A través de sus redes sociales, Cepeda sostuvo que ambos habrían incurrido, presuntamente, en el delito de prevaricato por omisión, tipificado en el artículo 414 del Código Penal. Según explicó, los dos participaron en la discusión y votación de la revocatoria de su inscripción como precandidato del Pacto Histórico, pese a que —asegura— existían impedimentos que les impedían conocer el caso.
“El CNE vulneró gravemente nuestro derecho a la participación política. Nuestros derechos no serán pisoteados impunemente”, expresó el senador, al tiempo que anunció formalmente la denuncia penal. En el caso del magistrado Prada, Cepeda argumenta que existe un proceso penal en curso en el que el funcionario es acusado y él figura como víctima, además de una supuesta animadversión personal. Frente al conjuez Ibáñez, señaló que se habría pronunciado de manera extraprocesal sobre el caso y que también existiría una postura adversa contra él y contra el Pacto Histórico.
Pese a la controversia, el movimiento político decidió no apelar la determinación del CNE y confirmó que su estrategia será llevar a Iván Cepeda directamente a la primera vuelta presidencial, programada para el 31 de mayo.
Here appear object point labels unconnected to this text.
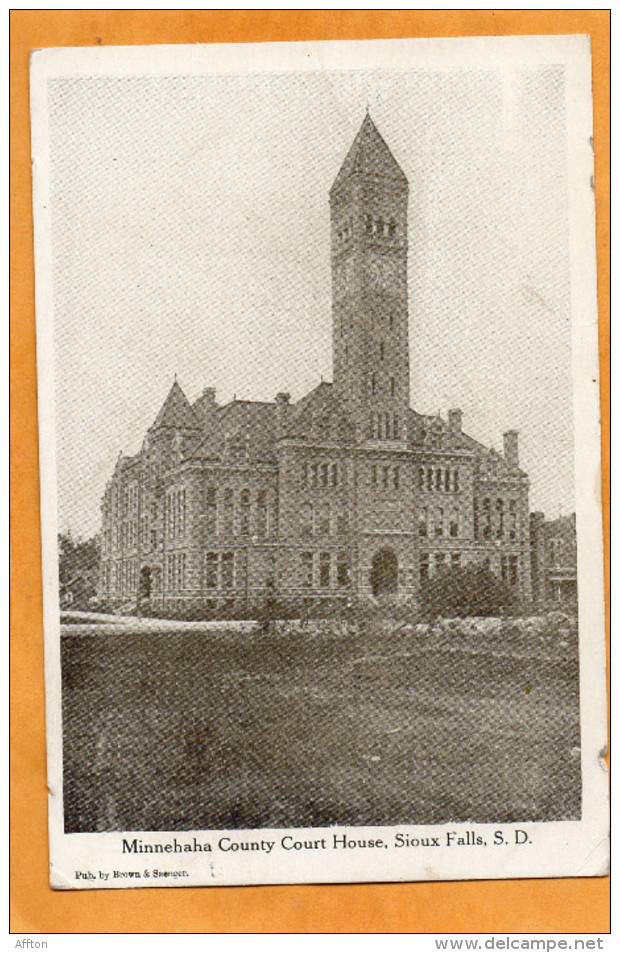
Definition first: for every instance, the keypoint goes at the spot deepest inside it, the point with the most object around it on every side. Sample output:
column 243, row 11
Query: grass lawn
column 232, row 729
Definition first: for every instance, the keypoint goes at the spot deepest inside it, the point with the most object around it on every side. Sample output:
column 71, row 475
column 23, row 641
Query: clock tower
column 368, row 203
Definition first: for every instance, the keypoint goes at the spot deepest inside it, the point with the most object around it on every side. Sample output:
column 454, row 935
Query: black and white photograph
column 319, row 434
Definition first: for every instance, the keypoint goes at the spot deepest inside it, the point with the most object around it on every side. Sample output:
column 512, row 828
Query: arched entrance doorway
column 384, row 574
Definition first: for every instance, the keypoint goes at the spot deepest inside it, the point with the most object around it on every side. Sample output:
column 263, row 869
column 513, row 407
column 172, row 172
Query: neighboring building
column 347, row 491
column 554, row 559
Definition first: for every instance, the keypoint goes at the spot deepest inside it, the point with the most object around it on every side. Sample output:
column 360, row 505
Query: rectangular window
column 324, row 569
column 228, row 514
column 512, row 519
column 499, row 526
column 228, row 570
column 211, row 510
column 439, row 521
column 306, row 570
column 306, row 519
column 261, row 514
column 211, row 570
column 323, row 514
column 423, row 522
column 513, row 570
column 454, row 522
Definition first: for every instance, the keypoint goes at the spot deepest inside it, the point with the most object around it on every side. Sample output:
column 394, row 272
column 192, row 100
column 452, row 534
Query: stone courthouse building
column 348, row 491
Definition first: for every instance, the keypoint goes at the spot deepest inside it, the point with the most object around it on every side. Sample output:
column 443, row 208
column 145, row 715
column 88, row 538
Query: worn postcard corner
column 322, row 548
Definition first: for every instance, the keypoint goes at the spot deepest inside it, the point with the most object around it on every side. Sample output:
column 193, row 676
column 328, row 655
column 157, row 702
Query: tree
column 472, row 590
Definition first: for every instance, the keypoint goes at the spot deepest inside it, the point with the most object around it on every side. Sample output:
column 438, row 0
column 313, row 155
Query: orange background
column 568, row 905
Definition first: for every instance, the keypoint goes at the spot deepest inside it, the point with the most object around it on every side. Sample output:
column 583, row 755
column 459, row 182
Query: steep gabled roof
column 320, row 414
column 176, row 412
column 369, row 155
column 242, row 424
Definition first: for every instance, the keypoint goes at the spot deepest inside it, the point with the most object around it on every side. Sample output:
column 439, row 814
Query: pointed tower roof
column 370, row 155
column 176, row 411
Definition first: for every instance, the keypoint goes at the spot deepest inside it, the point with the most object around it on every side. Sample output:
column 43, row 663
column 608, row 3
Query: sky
column 190, row 236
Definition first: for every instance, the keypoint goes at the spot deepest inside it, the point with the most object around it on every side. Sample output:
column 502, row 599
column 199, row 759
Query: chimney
column 511, row 448
column 455, row 420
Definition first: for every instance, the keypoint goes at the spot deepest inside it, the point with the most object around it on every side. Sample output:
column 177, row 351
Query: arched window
column 454, row 521
column 512, row 522
column 499, row 528
column 486, row 518
column 439, row 521
column 324, row 520
column 423, row 521
column 306, row 515
column 261, row 513
column 228, row 520
column 244, row 526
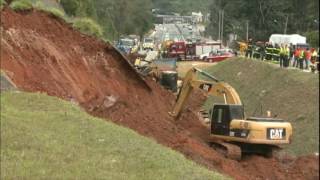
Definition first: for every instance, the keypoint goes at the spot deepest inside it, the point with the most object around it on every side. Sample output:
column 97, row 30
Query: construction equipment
column 230, row 130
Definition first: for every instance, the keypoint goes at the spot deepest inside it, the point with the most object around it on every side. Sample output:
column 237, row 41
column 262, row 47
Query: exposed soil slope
column 40, row 53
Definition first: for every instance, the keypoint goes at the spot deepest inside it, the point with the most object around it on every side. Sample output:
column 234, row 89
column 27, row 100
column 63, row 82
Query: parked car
column 217, row 55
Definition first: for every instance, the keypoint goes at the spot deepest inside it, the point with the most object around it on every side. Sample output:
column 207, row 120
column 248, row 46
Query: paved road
column 175, row 32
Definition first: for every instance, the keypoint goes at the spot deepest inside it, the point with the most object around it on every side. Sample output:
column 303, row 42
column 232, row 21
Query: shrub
column 313, row 38
column 88, row 26
column 55, row 12
column 2, row 3
column 21, row 5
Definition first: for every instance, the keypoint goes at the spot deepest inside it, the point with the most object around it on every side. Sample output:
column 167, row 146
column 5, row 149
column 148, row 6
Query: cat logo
column 276, row 133
column 206, row 87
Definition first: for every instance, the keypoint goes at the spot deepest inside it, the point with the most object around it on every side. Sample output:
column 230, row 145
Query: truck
column 126, row 45
column 148, row 44
column 294, row 39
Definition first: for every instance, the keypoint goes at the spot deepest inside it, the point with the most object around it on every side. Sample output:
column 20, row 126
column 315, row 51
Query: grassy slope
column 292, row 94
column 44, row 137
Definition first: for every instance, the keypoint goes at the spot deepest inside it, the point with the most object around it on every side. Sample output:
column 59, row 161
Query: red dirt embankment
column 41, row 53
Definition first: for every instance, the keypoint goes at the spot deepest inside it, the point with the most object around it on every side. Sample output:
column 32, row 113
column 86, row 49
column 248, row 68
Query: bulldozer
column 230, row 129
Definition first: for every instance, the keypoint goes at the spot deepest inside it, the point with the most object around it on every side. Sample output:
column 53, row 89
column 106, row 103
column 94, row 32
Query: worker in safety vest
column 286, row 56
column 301, row 58
column 296, row 57
column 137, row 62
column 249, row 49
column 268, row 51
column 307, row 58
column 276, row 52
column 314, row 62
column 282, row 55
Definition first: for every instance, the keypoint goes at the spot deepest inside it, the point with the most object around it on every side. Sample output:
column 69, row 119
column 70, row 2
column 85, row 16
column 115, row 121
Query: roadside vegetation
column 292, row 95
column 88, row 26
column 21, row 5
column 43, row 136
column 2, row 3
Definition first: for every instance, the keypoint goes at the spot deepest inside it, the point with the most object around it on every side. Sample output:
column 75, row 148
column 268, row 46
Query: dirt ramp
column 40, row 53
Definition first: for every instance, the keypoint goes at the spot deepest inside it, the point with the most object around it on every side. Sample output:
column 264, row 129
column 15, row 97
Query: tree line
column 116, row 17
column 266, row 17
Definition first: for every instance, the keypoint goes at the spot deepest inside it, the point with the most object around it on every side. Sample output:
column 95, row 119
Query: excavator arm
column 211, row 87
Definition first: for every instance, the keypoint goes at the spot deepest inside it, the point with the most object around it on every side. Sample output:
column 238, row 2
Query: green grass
column 21, row 5
column 291, row 94
column 2, row 4
column 88, row 26
column 44, row 137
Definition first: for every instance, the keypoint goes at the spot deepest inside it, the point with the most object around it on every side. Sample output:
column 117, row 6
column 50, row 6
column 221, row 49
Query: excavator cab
column 221, row 116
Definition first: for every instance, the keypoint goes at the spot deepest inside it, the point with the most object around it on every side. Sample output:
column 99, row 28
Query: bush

Mientras tanto, en el bloque que impulsa la consulta, liderada por Roy Barreras y en la que participan otros aspirantes como Camilo Romero, Daniel Quintero y Juan Fernando Cristo, continúa el debate sobre la viabilidad del mecanismo.
El calendario electoral avanza con rapidez: este 6 de febrero vence el plazo para tomar decisiones definitivas sobre la consulta del 8 de marzo, en medio de un ambiente de fractura y tensiones crecientes dentro de la izquierda colombiana.